しかし事業所によっては平均以上の給料を貰えるところも多いです。同時に理学療法士を募集する求人もたくさんあります。
資格を武器に地域に関係なく働けるため、より待遇の良い職場を探すのもありです。
スキルを活かした副業で収入アップを狙う
待遇に不満がある場合はスキルを活かした副業で収入アップを狙うのも良いでしょう。
勤務先によっては副業を認めているところもあるため、可能であれば休日に始めるのがおすすめです。
理学療法士は身体のリハビリのプロであるため、パーソナルトレーナーや整体院などでの仕事が向いています。
また専門的な知見を活かしてセミナーを開いたり、ライターとして解説記事を執筆するのも1つの方法です。
理学療法士は月収が少ない事業所も多いため、副業すれば待遇面の不満を和らげられます。
なお副業を始める際、最初に勤務先の就業規定を確認してください。
合わなかったら職業を変えるのもあり
いくら頑張ってもやりがいを感じられない時は、思い切って職業を変える選択肢もあります。

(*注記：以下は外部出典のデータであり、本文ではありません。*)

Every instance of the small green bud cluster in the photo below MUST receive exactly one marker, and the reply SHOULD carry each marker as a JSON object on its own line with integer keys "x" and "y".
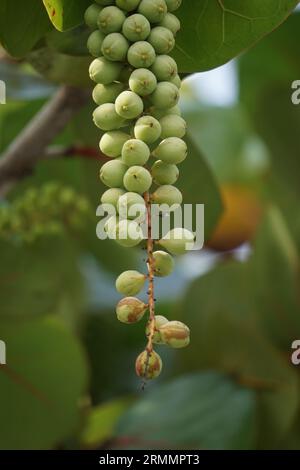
{"x": 50, "y": 210}
{"x": 137, "y": 91}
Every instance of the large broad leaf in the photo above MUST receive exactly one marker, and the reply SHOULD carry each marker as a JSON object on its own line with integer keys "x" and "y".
{"x": 276, "y": 265}
{"x": 200, "y": 411}
{"x": 215, "y": 31}
{"x": 66, "y": 14}
{"x": 22, "y": 24}
{"x": 41, "y": 384}
{"x": 198, "y": 186}
{"x": 220, "y": 311}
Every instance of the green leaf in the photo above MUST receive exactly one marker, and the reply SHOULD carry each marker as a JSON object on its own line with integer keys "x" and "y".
{"x": 101, "y": 422}
{"x": 39, "y": 277}
{"x": 22, "y": 25}
{"x": 198, "y": 185}
{"x": 200, "y": 411}
{"x": 276, "y": 266}
{"x": 66, "y": 14}
{"x": 214, "y": 32}
{"x": 41, "y": 384}
{"x": 220, "y": 308}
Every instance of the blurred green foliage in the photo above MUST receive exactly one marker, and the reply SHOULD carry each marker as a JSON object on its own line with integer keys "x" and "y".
{"x": 69, "y": 374}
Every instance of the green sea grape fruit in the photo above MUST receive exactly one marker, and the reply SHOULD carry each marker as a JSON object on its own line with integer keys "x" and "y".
{"x": 148, "y": 366}
{"x": 104, "y": 71}
{"x": 135, "y": 152}
{"x": 112, "y": 173}
{"x": 115, "y": 47}
{"x": 177, "y": 241}
{"x": 164, "y": 173}
{"x": 112, "y": 142}
{"x": 171, "y": 150}
{"x": 106, "y": 118}
{"x": 130, "y": 310}
{"x": 154, "y": 10}
{"x": 147, "y": 129}
{"x": 141, "y": 55}
{"x": 129, "y": 105}
{"x": 172, "y": 126}
{"x": 136, "y": 28}
{"x": 111, "y": 19}
{"x": 130, "y": 282}
{"x": 163, "y": 263}
{"x": 175, "y": 334}
{"x": 159, "y": 321}
{"x": 137, "y": 179}
{"x": 143, "y": 82}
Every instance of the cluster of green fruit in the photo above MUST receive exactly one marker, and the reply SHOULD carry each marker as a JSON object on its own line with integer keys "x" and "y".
{"x": 53, "y": 209}
{"x": 137, "y": 93}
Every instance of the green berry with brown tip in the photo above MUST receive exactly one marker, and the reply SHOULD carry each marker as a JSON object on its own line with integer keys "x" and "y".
{"x": 177, "y": 241}
{"x": 163, "y": 263}
{"x": 148, "y": 366}
{"x": 130, "y": 310}
{"x": 164, "y": 173}
{"x": 112, "y": 173}
{"x": 147, "y": 129}
{"x": 175, "y": 334}
{"x": 137, "y": 179}
{"x": 159, "y": 321}
{"x": 130, "y": 282}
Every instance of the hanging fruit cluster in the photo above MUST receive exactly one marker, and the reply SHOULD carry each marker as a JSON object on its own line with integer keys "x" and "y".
{"x": 137, "y": 93}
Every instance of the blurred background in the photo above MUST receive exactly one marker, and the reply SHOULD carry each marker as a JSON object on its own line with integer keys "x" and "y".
{"x": 69, "y": 382}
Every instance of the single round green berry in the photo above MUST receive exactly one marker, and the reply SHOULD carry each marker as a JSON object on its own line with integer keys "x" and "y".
{"x": 148, "y": 365}
{"x": 162, "y": 39}
{"x": 177, "y": 241}
{"x": 136, "y": 28}
{"x": 172, "y": 126}
{"x": 129, "y": 105}
{"x": 128, "y": 5}
{"x": 167, "y": 194}
{"x": 163, "y": 264}
{"x": 135, "y": 152}
{"x": 110, "y": 227}
{"x": 106, "y": 118}
{"x": 173, "y": 4}
{"x": 104, "y": 3}
{"x": 147, "y": 129}
{"x": 130, "y": 282}
{"x": 111, "y": 19}
{"x": 112, "y": 196}
{"x": 104, "y": 71}
{"x": 164, "y": 68}
{"x": 112, "y": 142}
{"x": 164, "y": 173}
{"x": 159, "y": 321}
{"x": 129, "y": 233}
{"x": 107, "y": 93}
{"x": 130, "y": 310}
{"x": 131, "y": 205}
{"x": 154, "y": 10}
{"x": 166, "y": 95}
{"x": 176, "y": 81}
{"x": 112, "y": 173}
{"x": 137, "y": 179}
{"x": 94, "y": 43}
{"x": 175, "y": 334}
{"x": 91, "y": 16}
{"x": 143, "y": 82}
{"x": 141, "y": 54}
{"x": 115, "y": 47}
{"x": 172, "y": 150}
{"x": 171, "y": 22}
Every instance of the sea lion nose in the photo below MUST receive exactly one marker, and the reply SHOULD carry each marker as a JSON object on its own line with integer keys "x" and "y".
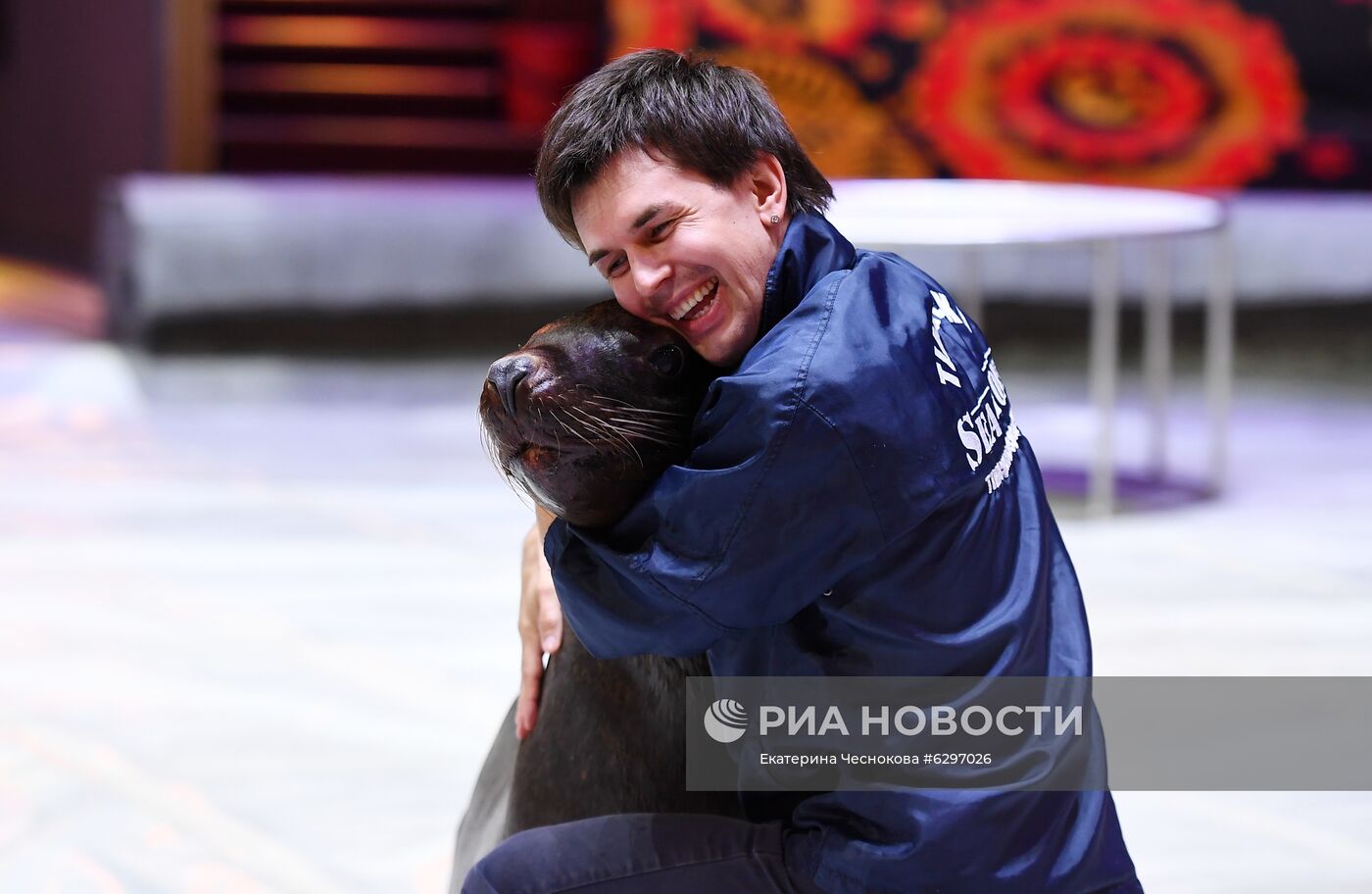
{"x": 507, "y": 373}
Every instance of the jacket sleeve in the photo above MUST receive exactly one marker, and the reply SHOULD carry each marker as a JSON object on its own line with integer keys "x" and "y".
{"x": 765, "y": 517}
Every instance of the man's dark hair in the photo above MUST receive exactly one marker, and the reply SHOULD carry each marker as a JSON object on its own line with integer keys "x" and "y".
{"x": 707, "y": 117}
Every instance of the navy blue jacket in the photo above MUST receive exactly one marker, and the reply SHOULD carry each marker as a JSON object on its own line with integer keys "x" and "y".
{"x": 860, "y": 502}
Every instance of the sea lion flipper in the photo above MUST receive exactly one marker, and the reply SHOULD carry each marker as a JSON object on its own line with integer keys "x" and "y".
{"x": 484, "y": 824}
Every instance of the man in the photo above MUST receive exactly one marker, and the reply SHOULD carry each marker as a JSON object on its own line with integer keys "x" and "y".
{"x": 858, "y": 502}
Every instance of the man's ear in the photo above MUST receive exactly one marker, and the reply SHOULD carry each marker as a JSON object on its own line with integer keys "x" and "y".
{"x": 767, "y": 183}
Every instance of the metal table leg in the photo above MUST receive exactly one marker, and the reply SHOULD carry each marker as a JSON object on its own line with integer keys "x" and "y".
{"x": 1218, "y": 355}
{"x": 1156, "y": 350}
{"x": 1104, "y": 360}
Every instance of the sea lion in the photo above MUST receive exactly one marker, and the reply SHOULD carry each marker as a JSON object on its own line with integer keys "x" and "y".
{"x": 583, "y": 418}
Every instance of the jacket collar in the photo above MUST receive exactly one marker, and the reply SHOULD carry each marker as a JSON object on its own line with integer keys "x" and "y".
{"x": 809, "y": 250}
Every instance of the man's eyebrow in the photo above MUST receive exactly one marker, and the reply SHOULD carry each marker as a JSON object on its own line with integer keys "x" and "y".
{"x": 649, "y": 213}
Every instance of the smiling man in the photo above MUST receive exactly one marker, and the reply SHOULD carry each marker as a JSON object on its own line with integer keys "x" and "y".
{"x": 858, "y": 502}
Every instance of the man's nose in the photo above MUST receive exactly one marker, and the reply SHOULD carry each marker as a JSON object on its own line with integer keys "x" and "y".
{"x": 505, "y": 375}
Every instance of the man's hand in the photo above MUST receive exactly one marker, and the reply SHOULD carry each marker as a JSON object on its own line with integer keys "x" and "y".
{"x": 539, "y": 622}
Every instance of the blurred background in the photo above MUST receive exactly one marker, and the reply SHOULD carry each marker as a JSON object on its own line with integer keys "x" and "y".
{"x": 257, "y": 577}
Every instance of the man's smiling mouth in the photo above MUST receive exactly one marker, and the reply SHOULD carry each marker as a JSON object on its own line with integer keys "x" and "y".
{"x": 697, "y": 304}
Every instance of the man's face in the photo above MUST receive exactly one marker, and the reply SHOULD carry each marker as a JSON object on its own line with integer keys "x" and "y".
{"x": 681, "y": 252}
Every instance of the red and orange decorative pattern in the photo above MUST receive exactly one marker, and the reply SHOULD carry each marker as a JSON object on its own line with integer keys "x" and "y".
{"x": 1158, "y": 92}
{"x": 1186, "y": 93}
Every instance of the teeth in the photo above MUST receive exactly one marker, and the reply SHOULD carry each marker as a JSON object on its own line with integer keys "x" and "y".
{"x": 695, "y": 300}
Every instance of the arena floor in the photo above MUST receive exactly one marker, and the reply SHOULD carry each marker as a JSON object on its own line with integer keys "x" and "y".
{"x": 258, "y": 616}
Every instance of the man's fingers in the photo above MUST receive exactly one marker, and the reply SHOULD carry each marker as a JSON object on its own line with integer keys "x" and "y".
{"x": 530, "y": 681}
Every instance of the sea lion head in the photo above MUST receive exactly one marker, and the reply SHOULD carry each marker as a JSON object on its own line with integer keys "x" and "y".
{"x": 592, "y": 410}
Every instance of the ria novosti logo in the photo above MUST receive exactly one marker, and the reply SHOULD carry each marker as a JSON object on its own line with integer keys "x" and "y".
{"x": 726, "y": 721}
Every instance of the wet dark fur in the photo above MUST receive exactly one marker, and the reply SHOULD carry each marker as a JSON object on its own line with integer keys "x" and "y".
{"x": 611, "y": 733}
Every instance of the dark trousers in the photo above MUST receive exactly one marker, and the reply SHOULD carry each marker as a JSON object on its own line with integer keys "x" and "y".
{"x": 664, "y": 853}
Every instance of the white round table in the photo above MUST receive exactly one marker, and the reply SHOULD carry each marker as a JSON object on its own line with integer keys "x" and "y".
{"x": 981, "y": 216}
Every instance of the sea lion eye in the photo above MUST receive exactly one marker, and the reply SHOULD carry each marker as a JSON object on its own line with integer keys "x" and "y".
{"x": 668, "y": 360}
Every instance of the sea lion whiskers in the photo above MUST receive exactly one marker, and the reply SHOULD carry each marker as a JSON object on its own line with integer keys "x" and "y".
{"x": 608, "y": 432}
{"x": 633, "y": 408}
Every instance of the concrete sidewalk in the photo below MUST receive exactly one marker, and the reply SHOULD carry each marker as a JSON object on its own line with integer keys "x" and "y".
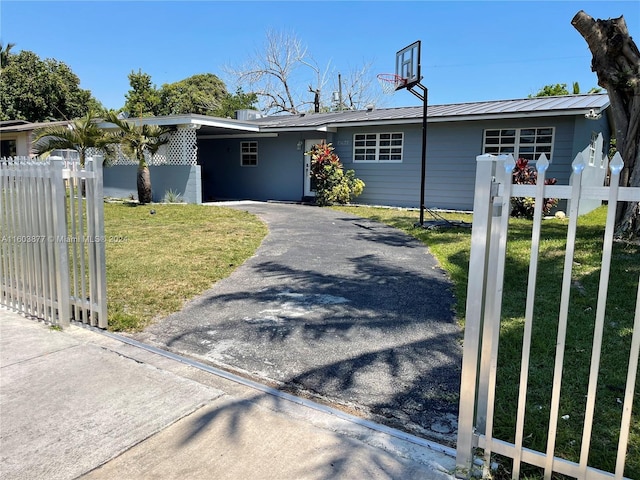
{"x": 77, "y": 403}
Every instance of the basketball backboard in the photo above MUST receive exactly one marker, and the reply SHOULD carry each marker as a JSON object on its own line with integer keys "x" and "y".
{"x": 408, "y": 64}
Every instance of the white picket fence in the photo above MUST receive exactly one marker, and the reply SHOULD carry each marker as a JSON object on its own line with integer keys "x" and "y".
{"x": 52, "y": 241}
{"x": 493, "y": 193}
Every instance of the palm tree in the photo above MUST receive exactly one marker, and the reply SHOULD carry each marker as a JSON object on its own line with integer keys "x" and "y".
{"x": 80, "y": 135}
{"x": 138, "y": 140}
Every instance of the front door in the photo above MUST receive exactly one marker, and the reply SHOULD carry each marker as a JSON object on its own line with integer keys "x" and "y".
{"x": 309, "y": 183}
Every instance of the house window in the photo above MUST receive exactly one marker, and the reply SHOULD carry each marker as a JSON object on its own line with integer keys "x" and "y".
{"x": 8, "y": 148}
{"x": 527, "y": 143}
{"x": 592, "y": 148}
{"x": 378, "y": 147}
{"x": 249, "y": 154}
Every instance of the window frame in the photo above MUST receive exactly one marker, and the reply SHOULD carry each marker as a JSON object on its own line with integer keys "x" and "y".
{"x": 249, "y": 158}
{"x": 537, "y": 146}
{"x": 376, "y": 145}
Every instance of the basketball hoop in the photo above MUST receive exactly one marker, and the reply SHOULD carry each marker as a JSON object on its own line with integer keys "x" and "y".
{"x": 390, "y": 82}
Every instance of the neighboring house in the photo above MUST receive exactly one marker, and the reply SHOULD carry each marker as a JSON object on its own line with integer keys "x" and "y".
{"x": 211, "y": 159}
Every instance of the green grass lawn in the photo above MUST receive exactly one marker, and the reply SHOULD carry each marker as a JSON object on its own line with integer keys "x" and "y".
{"x": 451, "y": 246}
{"x": 156, "y": 262}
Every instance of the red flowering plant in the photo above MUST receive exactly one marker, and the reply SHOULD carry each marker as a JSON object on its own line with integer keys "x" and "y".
{"x": 524, "y": 174}
{"x": 333, "y": 184}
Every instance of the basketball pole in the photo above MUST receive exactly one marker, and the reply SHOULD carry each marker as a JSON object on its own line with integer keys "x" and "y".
{"x": 423, "y": 174}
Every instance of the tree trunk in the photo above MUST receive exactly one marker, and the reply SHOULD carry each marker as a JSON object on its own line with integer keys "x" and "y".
{"x": 616, "y": 61}
{"x": 144, "y": 185}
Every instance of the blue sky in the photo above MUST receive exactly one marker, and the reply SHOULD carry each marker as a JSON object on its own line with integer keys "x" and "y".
{"x": 471, "y": 50}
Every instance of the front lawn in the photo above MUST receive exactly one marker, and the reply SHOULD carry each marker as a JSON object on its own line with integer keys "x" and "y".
{"x": 451, "y": 246}
{"x": 157, "y": 261}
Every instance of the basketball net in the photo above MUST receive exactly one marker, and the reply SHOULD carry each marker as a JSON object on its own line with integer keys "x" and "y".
{"x": 390, "y": 82}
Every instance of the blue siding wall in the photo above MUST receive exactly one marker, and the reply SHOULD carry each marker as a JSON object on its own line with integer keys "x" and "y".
{"x": 120, "y": 182}
{"x": 450, "y": 165}
{"x": 278, "y": 175}
{"x": 452, "y": 148}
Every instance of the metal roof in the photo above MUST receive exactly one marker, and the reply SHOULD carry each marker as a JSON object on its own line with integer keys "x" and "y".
{"x": 538, "y": 106}
{"x": 496, "y": 109}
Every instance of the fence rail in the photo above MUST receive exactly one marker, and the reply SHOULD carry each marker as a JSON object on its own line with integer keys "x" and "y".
{"x": 493, "y": 194}
{"x": 52, "y": 242}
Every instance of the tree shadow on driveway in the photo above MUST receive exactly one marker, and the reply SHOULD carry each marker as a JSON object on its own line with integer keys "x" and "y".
{"x": 372, "y": 337}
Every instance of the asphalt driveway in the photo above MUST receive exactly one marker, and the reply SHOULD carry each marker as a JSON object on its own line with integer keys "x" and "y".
{"x": 341, "y": 309}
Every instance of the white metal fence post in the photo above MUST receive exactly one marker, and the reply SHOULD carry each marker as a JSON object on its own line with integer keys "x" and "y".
{"x": 480, "y": 234}
{"x": 60, "y": 234}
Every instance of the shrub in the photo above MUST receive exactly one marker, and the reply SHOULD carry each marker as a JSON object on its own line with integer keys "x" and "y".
{"x": 333, "y": 183}
{"x": 523, "y": 174}
{"x": 171, "y": 196}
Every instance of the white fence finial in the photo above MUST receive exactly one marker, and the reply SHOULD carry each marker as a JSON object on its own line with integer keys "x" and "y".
{"x": 578, "y": 163}
{"x": 616, "y": 163}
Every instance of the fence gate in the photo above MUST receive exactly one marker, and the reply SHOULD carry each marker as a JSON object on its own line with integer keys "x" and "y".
{"x": 52, "y": 243}
{"x": 482, "y": 338}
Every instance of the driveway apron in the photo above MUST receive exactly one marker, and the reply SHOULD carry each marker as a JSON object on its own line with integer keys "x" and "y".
{"x": 344, "y": 310}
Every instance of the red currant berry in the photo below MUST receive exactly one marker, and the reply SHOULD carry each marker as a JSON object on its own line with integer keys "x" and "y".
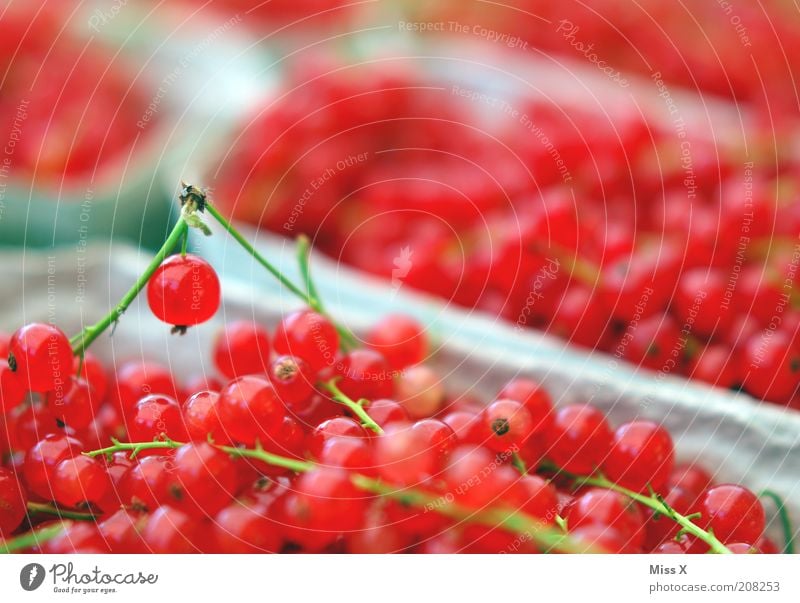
{"x": 41, "y": 461}
{"x": 249, "y": 409}
{"x": 579, "y": 439}
{"x": 154, "y": 416}
{"x": 608, "y": 509}
{"x": 75, "y": 405}
{"x": 309, "y": 336}
{"x": 169, "y": 530}
{"x": 338, "y": 427}
{"x": 292, "y": 378}
{"x": 241, "y": 529}
{"x": 184, "y": 291}
{"x": 733, "y": 512}
{"x": 80, "y": 479}
{"x": 400, "y": 340}
{"x": 506, "y": 425}
{"x": 385, "y": 411}
{"x": 137, "y": 379}
{"x": 365, "y": 375}
{"x": 242, "y": 348}
{"x": 201, "y": 414}
{"x": 642, "y": 454}
{"x": 203, "y": 479}
{"x": 12, "y": 503}
{"x": 41, "y": 355}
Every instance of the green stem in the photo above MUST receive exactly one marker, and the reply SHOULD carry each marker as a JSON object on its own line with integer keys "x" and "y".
{"x": 51, "y": 510}
{"x": 84, "y": 339}
{"x": 312, "y": 303}
{"x": 32, "y": 538}
{"x": 546, "y": 537}
{"x": 356, "y": 408}
{"x": 783, "y": 516}
{"x": 657, "y": 504}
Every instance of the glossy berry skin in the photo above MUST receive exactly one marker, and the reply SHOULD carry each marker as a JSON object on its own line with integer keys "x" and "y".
{"x": 400, "y": 340}
{"x": 80, "y": 479}
{"x": 169, "y": 530}
{"x": 184, "y": 291}
{"x": 506, "y": 425}
{"x": 136, "y": 379}
{"x": 42, "y": 356}
{"x": 41, "y": 462}
{"x": 201, "y": 414}
{"x": 385, "y": 411}
{"x": 203, "y": 479}
{"x": 153, "y": 416}
{"x": 12, "y": 502}
{"x": 642, "y": 453}
{"x": 338, "y": 427}
{"x": 12, "y": 388}
{"x": 309, "y": 336}
{"x": 75, "y": 405}
{"x": 610, "y": 509}
{"x": 249, "y": 408}
{"x": 579, "y": 439}
{"x": 292, "y": 378}
{"x": 535, "y": 398}
{"x": 733, "y": 512}
{"x": 240, "y": 529}
{"x": 242, "y": 348}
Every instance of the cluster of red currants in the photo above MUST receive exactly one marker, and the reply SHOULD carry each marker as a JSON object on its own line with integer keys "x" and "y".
{"x": 275, "y": 456}
{"x": 594, "y": 231}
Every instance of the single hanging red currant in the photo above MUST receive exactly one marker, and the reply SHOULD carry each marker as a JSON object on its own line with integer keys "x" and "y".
{"x": 41, "y": 355}
{"x": 184, "y": 291}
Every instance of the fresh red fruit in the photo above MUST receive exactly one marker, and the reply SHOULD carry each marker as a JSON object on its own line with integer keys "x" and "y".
{"x": 292, "y": 378}
{"x": 154, "y": 416}
{"x": 309, "y": 336}
{"x": 201, "y": 414}
{"x": 385, "y": 411}
{"x": 41, "y": 355}
{"x": 12, "y": 503}
{"x": 41, "y": 461}
{"x": 139, "y": 378}
{"x": 74, "y": 405}
{"x": 169, "y": 530}
{"x": 79, "y": 479}
{"x": 338, "y": 427}
{"x": 249, "y": 409}
{"x": 642, "y": 455}
{"x": 733, "y": 512}
{"x": 202, "y": 481}
{"x": 184, "y": 291}
{"x": 579, "y": 439}
{"x": 91, "y": 370}
{"x": 535, "y": 398}
{"x": 400, "y": 340}
{"x": 506, "y": 425}
{"x": 365, "y": 375}
{"x": 240, "y": 528}
{"x": 242, "y": 348}
{"x": 608, "y": 509}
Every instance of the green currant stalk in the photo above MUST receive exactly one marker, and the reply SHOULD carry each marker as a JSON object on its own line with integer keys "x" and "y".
{"x": 32, "y": 538}
{"x": 64, "y": 514}
{"x": 84, "y": 339}
{"x": 356, "y": 407}
{"x": 659, "y": 505}
{"x": 786, "y": 522}
{"x": 548, "y": 538}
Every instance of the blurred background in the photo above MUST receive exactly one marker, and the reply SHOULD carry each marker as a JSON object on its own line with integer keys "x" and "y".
{"x": 620, "y": 174}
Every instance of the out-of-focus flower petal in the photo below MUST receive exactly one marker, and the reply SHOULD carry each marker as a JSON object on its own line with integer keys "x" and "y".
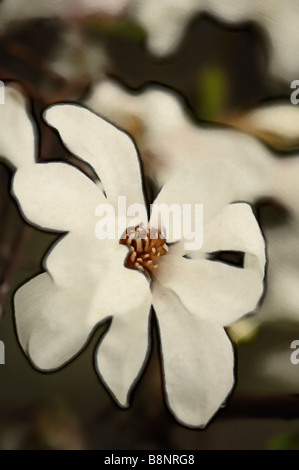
{"x": 109, "y": 151}
{"x": 276, "y": 123}
{"x": 122, "y": 354}
{"x": 214, "y": 290}
{"x": 198, "y": 360}
{"x": 57, "y": 196}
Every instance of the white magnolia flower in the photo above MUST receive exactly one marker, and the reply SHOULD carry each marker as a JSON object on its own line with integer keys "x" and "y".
{"x": 165, "y": 22}
{"x": 88, "y": 280}
{"x": 168, "y": 141}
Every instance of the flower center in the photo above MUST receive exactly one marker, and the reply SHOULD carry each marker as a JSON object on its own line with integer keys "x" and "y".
{"x": 145, "y": 248}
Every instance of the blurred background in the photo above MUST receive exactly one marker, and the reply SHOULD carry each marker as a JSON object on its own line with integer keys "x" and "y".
{"x": 222, "y": 67}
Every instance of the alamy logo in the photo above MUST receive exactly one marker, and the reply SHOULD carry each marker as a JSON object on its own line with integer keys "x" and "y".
{"x": 2, "y": 98}
{"x": 2, "y": 353}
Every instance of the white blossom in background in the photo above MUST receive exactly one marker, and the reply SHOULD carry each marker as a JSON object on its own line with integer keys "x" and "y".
{"x": 86, "y": 280}
{"x": 169, "y": 141}
{"x": 165, "y": 22}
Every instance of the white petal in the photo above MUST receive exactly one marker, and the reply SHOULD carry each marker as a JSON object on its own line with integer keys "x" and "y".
{"x": 212, "y": 290}
{"x": 97, "y": 268}
{"x": 57, "y": 196}
{"x": 123, "y": 352}
{"x": 17, "y": 132}
{"x": 107, "y": 149}
{"x": 57, "y": 312}
{"x": 235, "y": 228}
{"x": 197, "y": 361}
{"x": 209, "y": 184}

働いてみたものの職場でうまく活躍できない時は自身に理学療法士が向いていない場合もあるためです。
再度自分の強みを振り返って適性のある職業に転職すると、意外と能力を発揮できたりやりがいを感じられたりします。
また転職を通じて年収やキャリアが上昇する場合も多いです。
今の職場や働き方に不満があるのであれば、職業自体を変えるのもおすすめでしょう。
まとめ
「理学療法士はやめとけ」と言われる理由を、メリットや将来の対策なども踏まえながら見てきました。
給料の低さ・休日の少なさ・激務になりがちな点などが、「やめとけ」と言われる主な要因です。
もし待遇に不満があっても、副業や転職などでいくらでも解決しやすいです。
理学療法士は大変なところもあるものの、患者や利用者の笑顔や感謝の気持ちでやりがいを感じながら働けます。
目指す際は「やめとけ」と言われる理由とメリットの両方を検討しながら考えてみてください。